Week 4 of #2013alive focuses getting some nutrition help from supplements.
Congratulations—you’ve made it to week 4 of our January 12 Months of Wellness. So far, we’ve had a balanced breakfast every day, cut out the bad, and added in the good. This week, it’s all about getting an extra helping hand … in the form of supplements.
While supplements are certainly not a replacement for a healthy diet, they can help us when we need an additional nutritional boost. This can be when we’re following a specialized diet (such as vegetarianism), when we’re busy and our schedules don’t always allow for a perfect diet, or when we have specialized dietary needs or concerns. And with omega-3 fatty acids, multivitamins, antioxidants, fibre, and many, many more supplements at your local health food store to choose from, there’s something for everyone.
Of course, not every supplement is right for everyone, so check with your health care practitioner to be sure.
What I’m up to this week
I have a confession: I have a few supplement bottles in a drawer at my desk, and more often than not, I completely forget to take them. Ooops! So this week will be all about remembering to take my supplements every day.
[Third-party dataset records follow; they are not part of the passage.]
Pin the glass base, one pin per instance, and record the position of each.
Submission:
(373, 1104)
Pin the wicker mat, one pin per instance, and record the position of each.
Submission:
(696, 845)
My favourite supplement (especially this time of year) is vitamin D. Known for its potential anticancer, mood-boosting, immune-strengthening, and bone-building properties, vitamin D should be a mainstay in our diets.
However, it’s tricky to get: some foods are fortified, but the only foods that naturally contain vitamin D are fish, liver, and egg yolk. Plus, although we can obtain vitamin D from the sun, it’s nearly impossible to get enough in the winter (especially in Northern countries such as Canada!). Because of these factors, the Canadian Cancer Society recommends that Canadian adults take a 1,000 IU supplement in the fall and winter.
What are you up to this week? What are your supplement goals?